Re: Question on GroupingComparatorClass

Posted by Amogh Vasekar <am...@yahoo-inc.com>.
Hi,
I think combiner gets only the keys sort comparator, not the grouping comparator. So I believe the default grouping is used on combiner, but custom on reducer.
Here's a relevant snipped of code :
{
      super(inputCounter, conf, reporter);
      combinerClass = cls;
      keyClass = (Class<K>) job.getMapOutputKeyClass();
      valueClass = (Class<V>) job.getMapOutputValueClass();
      comparator = (RawComparator<K>) job.getOutputKeyComparator();
    }

Amogh

On 1/26/10 12:57 PM, "Jim Twensky" <ji...@gmail.com> wrote:

Hi,

I'm using a custom grouping comparator class to simulate a secondary
sort on values, and I set it via Job.setGroupingComparatorClass (using
Hadoop 0.20.x) inside my driver.

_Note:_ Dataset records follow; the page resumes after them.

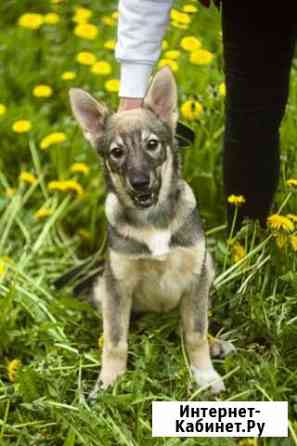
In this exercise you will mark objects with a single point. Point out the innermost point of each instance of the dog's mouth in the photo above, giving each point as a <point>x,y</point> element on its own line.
<point>144,199</point>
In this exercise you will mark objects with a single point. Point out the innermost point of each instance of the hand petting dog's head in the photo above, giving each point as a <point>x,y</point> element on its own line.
<point>137,146</point>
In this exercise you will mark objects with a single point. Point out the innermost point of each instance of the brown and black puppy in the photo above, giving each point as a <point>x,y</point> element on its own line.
<point>157,255</point>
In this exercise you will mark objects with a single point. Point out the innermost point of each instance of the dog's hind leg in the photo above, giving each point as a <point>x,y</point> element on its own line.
<point>194,308</point>
<point>116,308</point>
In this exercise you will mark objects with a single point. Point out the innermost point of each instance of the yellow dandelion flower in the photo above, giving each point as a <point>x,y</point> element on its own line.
<point>190,43</point>
<point>66,186</point>
<point>27,177</point>
<point>2,109</point>
<point>52,138</point>
<point>237,252</point>
<point>237,200</point>
<point>293,241</point>
<point>248,442</point>
<point>51,18</point>
<point>190,9</point>
<point>292,217</point>
<point>85,234</point>
<point>191,110</point>
<point>280,222</point>
<point>22,126</point>
<point>30,21</point>
<point>10,192</point>
<point>108,21</point>
<point>12,368</point>
<point>172,54</point>
<point>101,342</point>
<point>292,182</point>
<point>165,45</point>
<point>101,68</point>
<point>42,91</point>
<point>180,17</point>
<point>112,85</point>
<point>79,168</point>
<point>222,89</point>
<point>43,213</point>
<point>281,240</point>
<point>170,63</point>
<point>110,44</point>
<point>201,57</point>
<point>68,75</point>
<point>82,15</point>
<point>86,31</point>
<point>179,25</point>
<point>86,58</point>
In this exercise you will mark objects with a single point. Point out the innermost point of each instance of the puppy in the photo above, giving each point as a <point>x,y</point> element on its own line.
<point>157,254</point>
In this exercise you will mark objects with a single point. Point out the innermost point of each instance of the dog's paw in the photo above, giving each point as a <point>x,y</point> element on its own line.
<point>220,348</point>
<point>208,378</point>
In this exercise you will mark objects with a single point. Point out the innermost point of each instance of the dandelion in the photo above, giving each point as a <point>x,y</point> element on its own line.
<point>31,21</point>
<point>10,192</point>
<point>222,89</point>
<point>86,58</point>
<point>52,138</point>
<point>236,200</point>
<point>12,368</point>
<point>79,168</point>
<point>280,222</point>
<point>68,75</point>
<point>108,21</point>
<point>190,9</point>
<point>101,342</point>
<point>86,31</point>
<point>180,17</point>
<point>292,182</point>
<point>43,213</point>
<point>191,110</point>
<point>170,63</point>
<point>293,241</point>
<point>27,177</point>
<point>112,85</point>
<point>281,240</point>
<point>165,45</point>
<point>172,54</point>
<point>101,68</point>
<point>201,57</point>
<point>2,109</point>
<point>82,15</point>
<point>42,91</point>
<point>110,44</point>
<point>237,252</point>
<point>51,19</point>
<point>22,126</point>
<point>66,186</point>
<point>190,43</point>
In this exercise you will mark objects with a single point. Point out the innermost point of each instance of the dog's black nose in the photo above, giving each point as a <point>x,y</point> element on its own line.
<point>140,182</point>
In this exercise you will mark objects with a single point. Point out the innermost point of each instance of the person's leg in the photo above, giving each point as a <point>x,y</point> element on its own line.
<point>258,49</point>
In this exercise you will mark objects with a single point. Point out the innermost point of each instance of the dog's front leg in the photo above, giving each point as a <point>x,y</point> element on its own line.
<point>194,309</point>
<point>116,308</point>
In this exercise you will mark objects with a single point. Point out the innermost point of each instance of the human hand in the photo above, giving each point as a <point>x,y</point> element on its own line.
<point>130,103</point>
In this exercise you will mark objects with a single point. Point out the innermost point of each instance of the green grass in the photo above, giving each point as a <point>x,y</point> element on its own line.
<point>54,335</point>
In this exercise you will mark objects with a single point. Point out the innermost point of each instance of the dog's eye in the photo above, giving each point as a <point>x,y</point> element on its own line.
<point>152,144</point>
<point>117,152</point>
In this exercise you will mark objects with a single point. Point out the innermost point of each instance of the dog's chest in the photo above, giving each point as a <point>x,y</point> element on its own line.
<point>158,281</point>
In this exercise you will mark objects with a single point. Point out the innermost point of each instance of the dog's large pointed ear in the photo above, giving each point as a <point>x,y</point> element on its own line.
<point>90,114</point>
<point>161,97</point>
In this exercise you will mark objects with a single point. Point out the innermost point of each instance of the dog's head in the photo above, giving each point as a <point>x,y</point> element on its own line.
<point>137,146</point>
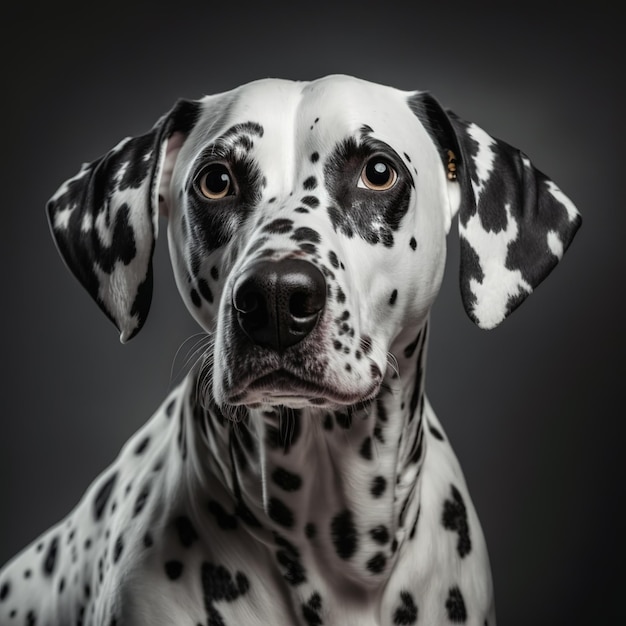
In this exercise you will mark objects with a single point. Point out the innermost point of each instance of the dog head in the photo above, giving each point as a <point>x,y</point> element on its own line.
<point>307,226</point>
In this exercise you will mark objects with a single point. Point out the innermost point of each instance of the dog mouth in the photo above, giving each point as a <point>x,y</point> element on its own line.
<point>282,387</point>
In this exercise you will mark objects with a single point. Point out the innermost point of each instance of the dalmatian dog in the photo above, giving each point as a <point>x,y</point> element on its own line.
<point>298,474</point>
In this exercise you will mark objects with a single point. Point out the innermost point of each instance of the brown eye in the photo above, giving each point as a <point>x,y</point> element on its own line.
<point>215,182</point>
<point>378,175</point>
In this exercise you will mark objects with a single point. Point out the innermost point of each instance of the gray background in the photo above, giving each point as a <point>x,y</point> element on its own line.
<point>533,408</point>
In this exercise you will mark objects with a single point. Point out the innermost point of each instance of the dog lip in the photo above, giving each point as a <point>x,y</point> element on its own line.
<point>281,384</point>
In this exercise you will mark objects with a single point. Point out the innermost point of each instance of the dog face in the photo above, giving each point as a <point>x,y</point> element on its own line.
<point>307,225</point>
<point>304,184</point>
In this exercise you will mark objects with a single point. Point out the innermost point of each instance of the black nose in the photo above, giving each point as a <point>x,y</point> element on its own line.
<point>278,303</point>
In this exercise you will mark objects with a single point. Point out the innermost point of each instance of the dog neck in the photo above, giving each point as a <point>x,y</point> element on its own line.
<point>339,489</point>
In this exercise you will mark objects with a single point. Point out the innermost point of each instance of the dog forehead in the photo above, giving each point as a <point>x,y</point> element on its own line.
<point>341,104</point>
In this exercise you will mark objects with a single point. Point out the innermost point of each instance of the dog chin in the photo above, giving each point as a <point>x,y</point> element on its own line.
<point>281,388</point>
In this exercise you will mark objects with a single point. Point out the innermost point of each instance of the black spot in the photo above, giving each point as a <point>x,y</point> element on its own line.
<point>377,563</point>
<point>225,520</point>
<point>103,495</point>
<point>286,480</point>
<point>117,548</point>
<point>454,518</point>
<point>310,201</point>
<point>280,513</point>
<point>309,248</point>
<point>344,420</point>
<point>406,613</point>
<point>306,234</point>
<point>379,484</point>
<point>435,432</point>
<point>5,590</point>
<point>141,499</point>
<point>51,557</point>
<point>366,344</point>
<point>142,445</point>
<point>344,534</point>
<point>311,610</point>
<point>288,556</point>
<point>278,226</point>
<point>366,449</point>
<point>186,532</point>
<point>173,569</point>
<point>195,298</point>
<point>455,605</point>
<point>380,534</point>
<point>218,584</point>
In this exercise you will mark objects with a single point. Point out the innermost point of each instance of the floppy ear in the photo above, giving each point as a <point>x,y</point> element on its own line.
<point>514,222</point>
<point>105,219</point>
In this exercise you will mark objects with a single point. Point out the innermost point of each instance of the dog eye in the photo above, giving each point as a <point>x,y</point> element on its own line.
<point>215,182</point>
<point>378,175</point>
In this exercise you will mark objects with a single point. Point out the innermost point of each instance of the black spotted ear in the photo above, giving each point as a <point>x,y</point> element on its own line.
<point>105,219</point>
<point>514,222</point>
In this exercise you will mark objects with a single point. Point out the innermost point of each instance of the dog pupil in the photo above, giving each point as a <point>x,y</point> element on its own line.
<point>378,172</point>
<point>217,180</point>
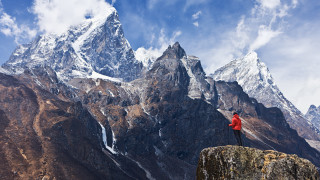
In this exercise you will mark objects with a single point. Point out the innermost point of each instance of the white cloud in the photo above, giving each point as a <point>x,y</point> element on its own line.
<point>162,44</point>
<point>56,16</point>
<point>194,2</point>
<point>152,3</point>
<point>196,15</point>
<point>9,27</point>
<point>265,34</point>
<point>271,4</point>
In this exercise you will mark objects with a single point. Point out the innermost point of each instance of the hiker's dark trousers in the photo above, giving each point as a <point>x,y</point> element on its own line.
<point>237,134</point>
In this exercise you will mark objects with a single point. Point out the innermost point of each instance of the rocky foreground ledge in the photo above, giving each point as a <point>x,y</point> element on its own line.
<point>234,162</point>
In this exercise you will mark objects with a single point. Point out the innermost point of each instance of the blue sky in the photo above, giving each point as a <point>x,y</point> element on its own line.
<point>284,33</point>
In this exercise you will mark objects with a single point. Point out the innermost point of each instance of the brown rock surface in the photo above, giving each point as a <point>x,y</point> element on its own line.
<point>235,162</point>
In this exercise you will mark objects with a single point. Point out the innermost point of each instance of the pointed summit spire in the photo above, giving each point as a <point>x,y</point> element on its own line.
<point>173,52</point>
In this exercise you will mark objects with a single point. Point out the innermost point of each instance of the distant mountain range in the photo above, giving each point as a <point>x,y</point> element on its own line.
<point>81,106</point>
<point>313,115</point>
<point>255,79</point>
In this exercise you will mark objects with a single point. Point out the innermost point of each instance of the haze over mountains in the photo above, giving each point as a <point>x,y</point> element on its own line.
<point>81,106</point>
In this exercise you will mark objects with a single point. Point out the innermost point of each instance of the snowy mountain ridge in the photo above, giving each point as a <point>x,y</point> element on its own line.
<point>97,46</point>
<point>256,80</point>
<point>313,115</point>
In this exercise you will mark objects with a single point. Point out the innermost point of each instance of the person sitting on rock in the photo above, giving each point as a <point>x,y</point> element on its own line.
<point>236,126</point>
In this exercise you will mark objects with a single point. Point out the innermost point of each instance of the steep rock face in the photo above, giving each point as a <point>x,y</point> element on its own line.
<point>234,162</point>
<point>313,115</point>
<point>96,46</point>
<point>265,127</point>
<point>45,137</point>
<point>150,128</point>
<point>154,119</point>
<point>256,80</point>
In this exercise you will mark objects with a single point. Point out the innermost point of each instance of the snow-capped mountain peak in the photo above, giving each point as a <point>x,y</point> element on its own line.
<point>248,71</point>
<point>256,80</point>
<point>97,45</point>
<point>313,115</point>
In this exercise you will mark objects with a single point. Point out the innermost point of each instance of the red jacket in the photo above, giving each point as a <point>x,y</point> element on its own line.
<point>236,122</point>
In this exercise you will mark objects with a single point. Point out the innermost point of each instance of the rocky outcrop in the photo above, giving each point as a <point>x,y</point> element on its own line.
<point>234,162</point>
<point>96,46</point>
<point>313,115</point>
<point>151,128</point>
<point>256,80</point>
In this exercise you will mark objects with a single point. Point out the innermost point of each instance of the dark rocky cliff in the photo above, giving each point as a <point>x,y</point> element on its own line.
<point>234,162</point>
<point>152,128</point>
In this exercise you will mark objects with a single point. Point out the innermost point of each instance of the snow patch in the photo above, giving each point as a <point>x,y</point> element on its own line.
<point>104,138</point>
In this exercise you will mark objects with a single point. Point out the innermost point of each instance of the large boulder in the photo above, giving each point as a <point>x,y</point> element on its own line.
<point>236,162</point>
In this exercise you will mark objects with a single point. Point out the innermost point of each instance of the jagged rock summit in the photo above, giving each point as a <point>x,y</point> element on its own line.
<point>255,78</point>
<point>95,48</point>
<point>236,162</point>
<point>313,115</point>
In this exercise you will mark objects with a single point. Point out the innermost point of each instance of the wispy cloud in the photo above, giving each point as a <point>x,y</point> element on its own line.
<point>253,31</point>
<point>56,16</point>
<point>9,27</point>
<point>270,4</point>
<point>196,15</point>
<point>162,44</point>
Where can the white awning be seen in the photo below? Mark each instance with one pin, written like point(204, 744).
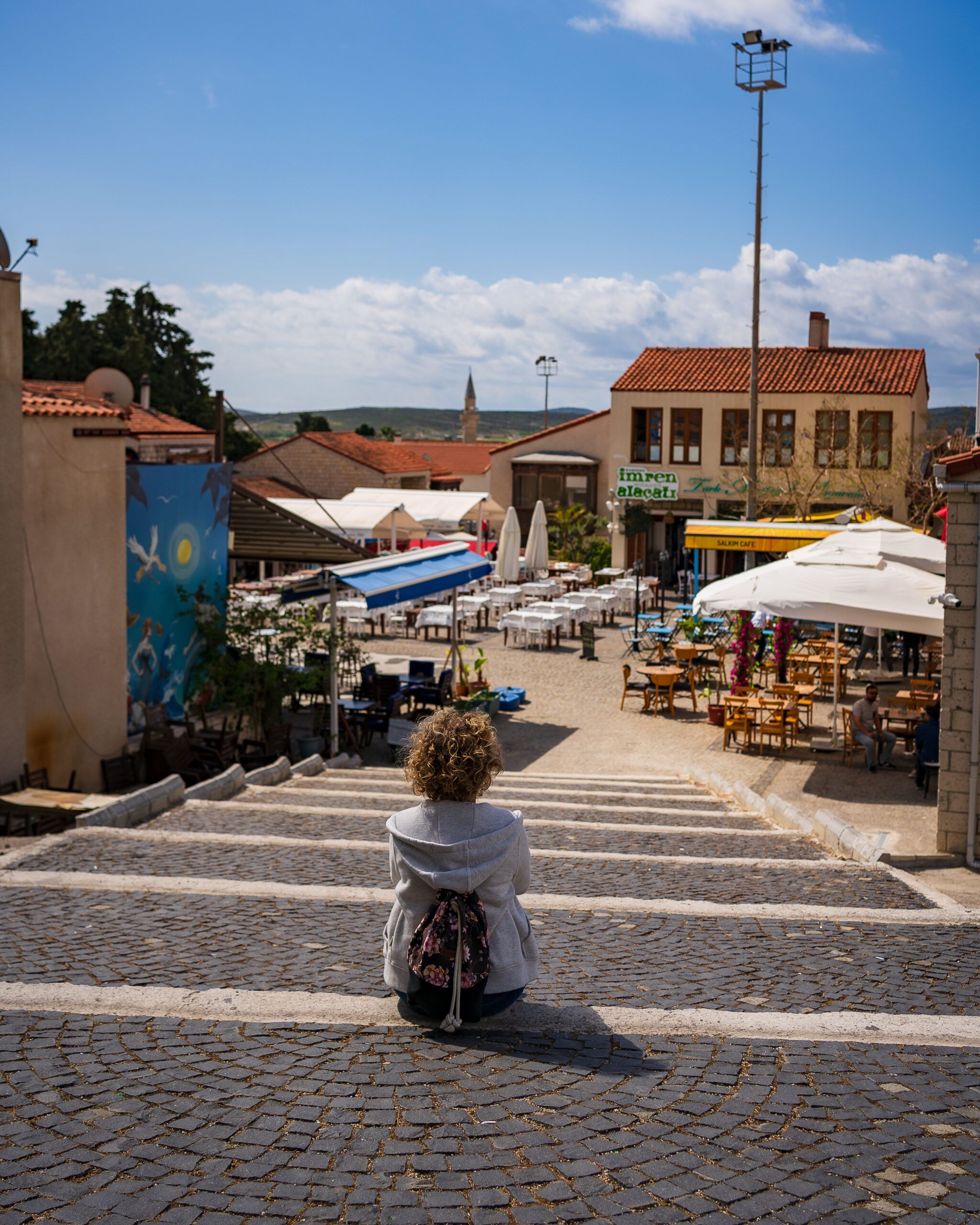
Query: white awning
point(358, 520)
point(440, 509)
point(565, 457)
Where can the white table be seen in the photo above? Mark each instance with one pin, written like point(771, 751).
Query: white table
point(542, 589)
point(436, 616)
point(517, 620)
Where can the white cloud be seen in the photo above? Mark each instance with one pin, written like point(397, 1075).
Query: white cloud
point(385, 342)
point(802, 21)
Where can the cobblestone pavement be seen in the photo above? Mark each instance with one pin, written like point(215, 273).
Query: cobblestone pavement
point(587, 878)
point(245, 821)
point(220, 1124)
point(117, 1120)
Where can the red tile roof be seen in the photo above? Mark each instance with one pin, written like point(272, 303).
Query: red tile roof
point(151, 423)
point(554, 429)
point(52, 397)
point(782, 370)
point(456, 458)
point(42, 399)
point(388, 457)
point(267, 487)
point(962, 465)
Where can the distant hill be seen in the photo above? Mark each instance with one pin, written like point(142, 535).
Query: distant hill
point(419, 423)
point(952, 418)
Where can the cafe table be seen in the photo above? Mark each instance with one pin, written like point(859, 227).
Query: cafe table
point(666, 675)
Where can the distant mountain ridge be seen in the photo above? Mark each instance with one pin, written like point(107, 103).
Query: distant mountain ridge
point(421, 423)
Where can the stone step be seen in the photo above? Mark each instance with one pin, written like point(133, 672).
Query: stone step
point(755, 841)
point(279, 799)
point(631, 958)
point(366, 864)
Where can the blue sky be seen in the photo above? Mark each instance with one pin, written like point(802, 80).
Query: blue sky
point(580, 171)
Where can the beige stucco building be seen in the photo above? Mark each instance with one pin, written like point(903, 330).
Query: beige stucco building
point(825, 412)
point(956, 823)
point(75, 585)
point(561, 466)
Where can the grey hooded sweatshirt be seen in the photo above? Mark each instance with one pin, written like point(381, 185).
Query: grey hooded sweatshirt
point(446, 845)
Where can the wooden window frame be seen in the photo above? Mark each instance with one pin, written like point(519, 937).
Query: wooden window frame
point(742, 432)
point(645, 416)
point(688, 417)
point(838, 455)
point(874, 418)
point(776, 433)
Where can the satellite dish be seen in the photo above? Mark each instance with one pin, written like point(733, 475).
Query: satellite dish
point(110, 384)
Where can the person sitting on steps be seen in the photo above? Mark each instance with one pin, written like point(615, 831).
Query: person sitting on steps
point(451, 841)
point(869, 732)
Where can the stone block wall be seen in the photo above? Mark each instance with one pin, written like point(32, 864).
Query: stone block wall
point(957, 674)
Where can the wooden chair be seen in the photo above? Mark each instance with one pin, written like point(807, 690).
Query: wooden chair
point(788, 694)
point(850, 744)
point(739, 721)
point(635, 689)
point(773, 723)
point(662, 694)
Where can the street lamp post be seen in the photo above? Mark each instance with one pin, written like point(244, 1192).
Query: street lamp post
point(760, 65)
point(547, 367)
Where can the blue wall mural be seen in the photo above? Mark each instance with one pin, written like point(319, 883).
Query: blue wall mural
point(177, 537)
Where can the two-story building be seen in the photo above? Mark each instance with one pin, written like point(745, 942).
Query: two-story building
point(835, 424)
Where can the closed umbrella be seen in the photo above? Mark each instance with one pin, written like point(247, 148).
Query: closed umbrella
point(536, 550)
point(509, 548)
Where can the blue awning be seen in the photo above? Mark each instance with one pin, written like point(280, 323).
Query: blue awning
point(407, 576)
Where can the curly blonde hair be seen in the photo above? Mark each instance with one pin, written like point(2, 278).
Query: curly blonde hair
point(454, 755)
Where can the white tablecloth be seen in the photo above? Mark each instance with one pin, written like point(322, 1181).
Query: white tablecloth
point(439, 615)
point(519, 619)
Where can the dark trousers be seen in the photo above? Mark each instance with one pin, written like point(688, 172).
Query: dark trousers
point(493, 1003)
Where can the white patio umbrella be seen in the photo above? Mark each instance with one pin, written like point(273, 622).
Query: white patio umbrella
point(843, 589)
point(536, 550)
point(885, 539)
point(509, 548)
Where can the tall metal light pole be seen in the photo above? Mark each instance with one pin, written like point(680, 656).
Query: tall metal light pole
point(760, 65)
point(547, 367)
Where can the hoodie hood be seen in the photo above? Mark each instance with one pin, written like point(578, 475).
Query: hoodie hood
point(447, 845)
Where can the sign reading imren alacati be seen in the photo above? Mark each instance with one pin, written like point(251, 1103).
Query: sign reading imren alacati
point(647, 484)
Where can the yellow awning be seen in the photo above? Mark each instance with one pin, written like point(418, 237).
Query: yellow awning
point(771, 537)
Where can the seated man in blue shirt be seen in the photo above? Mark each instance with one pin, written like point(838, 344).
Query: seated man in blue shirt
point(926, 743)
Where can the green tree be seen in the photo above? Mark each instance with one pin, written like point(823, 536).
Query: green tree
point(138, 334)
point(312, 422)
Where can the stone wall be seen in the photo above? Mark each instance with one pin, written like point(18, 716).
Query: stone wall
point(957, 674)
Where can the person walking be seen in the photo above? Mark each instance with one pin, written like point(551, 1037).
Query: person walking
point(455, 853)
point(926, 743)
point(869, 732)
point(911, 644)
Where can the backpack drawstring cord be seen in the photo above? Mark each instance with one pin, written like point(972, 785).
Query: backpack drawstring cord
point(454, 1020)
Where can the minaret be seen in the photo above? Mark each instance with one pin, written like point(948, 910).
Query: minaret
point(469, 412)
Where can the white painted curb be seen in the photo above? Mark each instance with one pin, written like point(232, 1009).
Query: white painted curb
point(138, 806)
point(222, 787)
point(836, 834)
point(276, 772)
point(313, 765)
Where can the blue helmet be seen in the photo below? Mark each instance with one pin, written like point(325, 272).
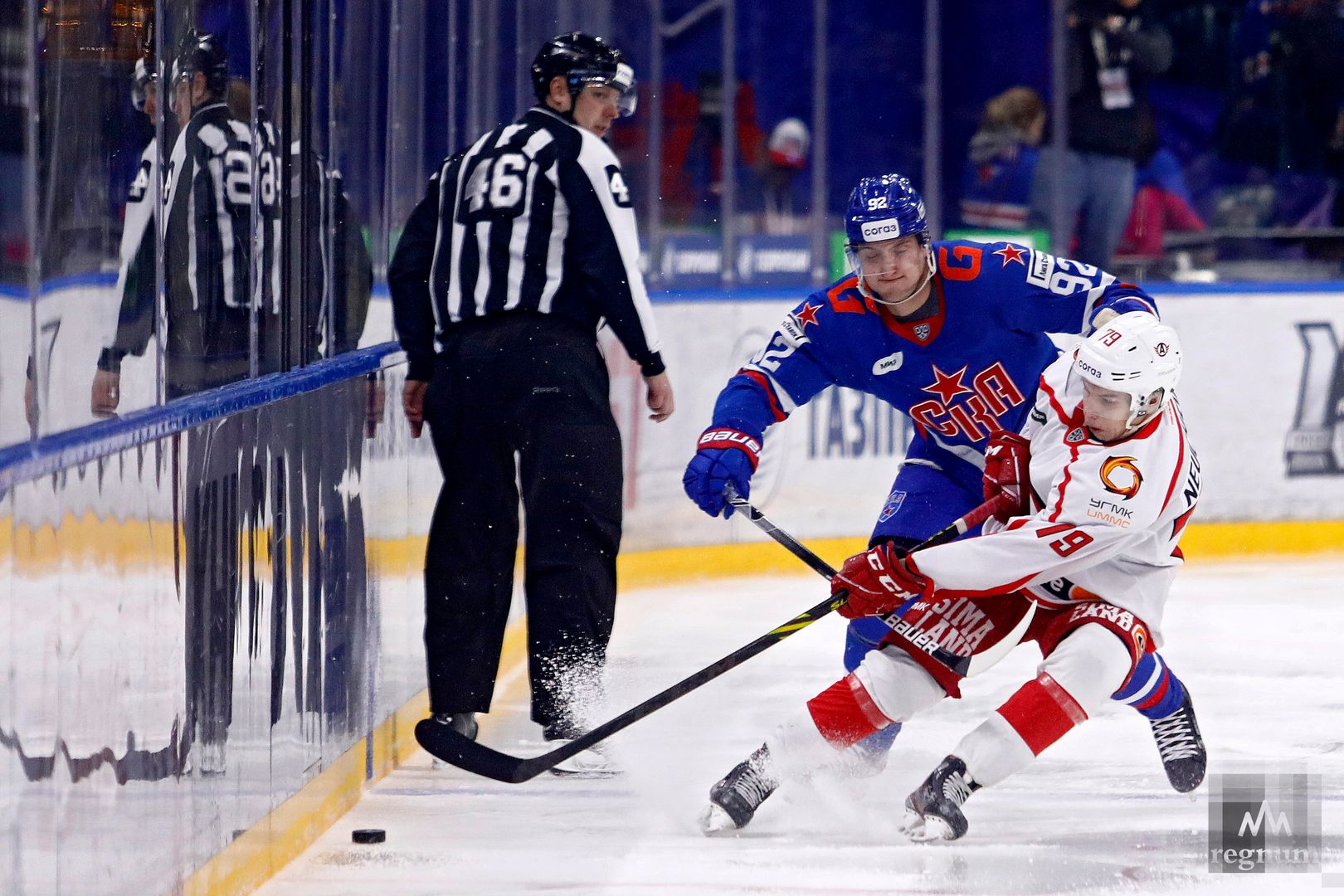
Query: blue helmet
point(884, 207)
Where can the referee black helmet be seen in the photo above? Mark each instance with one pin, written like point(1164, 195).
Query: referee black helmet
point(583, 60)
point(205, 52)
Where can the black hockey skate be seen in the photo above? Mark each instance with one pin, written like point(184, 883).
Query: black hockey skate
point(590, 763)
point(1181, 747)
point(933, 811)
point(463, 723)
point(735, 798)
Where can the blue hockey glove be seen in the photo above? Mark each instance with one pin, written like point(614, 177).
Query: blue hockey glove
point(724, 455)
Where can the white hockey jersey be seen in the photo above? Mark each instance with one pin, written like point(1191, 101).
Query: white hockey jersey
point(1108, 514)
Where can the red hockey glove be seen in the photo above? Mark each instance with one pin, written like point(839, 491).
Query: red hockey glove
point(878, 581)
point(1008, 475)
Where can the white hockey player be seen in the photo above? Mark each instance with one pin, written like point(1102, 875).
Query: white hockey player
point(1098, 505)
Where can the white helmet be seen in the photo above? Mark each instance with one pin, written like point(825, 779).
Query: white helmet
point(1133, 353)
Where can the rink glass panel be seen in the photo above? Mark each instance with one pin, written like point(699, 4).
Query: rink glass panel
point(197, 626)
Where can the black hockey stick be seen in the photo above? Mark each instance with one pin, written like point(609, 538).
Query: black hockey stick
point(964, 666)
point(452, 747)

I'm wondering if this class is also
used when grouping the records in the combiner.

Using a combiner greatly improves the performance in my case, but for
the combiners, I want to use the default comparator, not the custom
one that I use before  the actual reduce.

Is there a way to just set the custom grouping comparator for the
reduce and bypass it during the combine stage?


Thanks,
Jim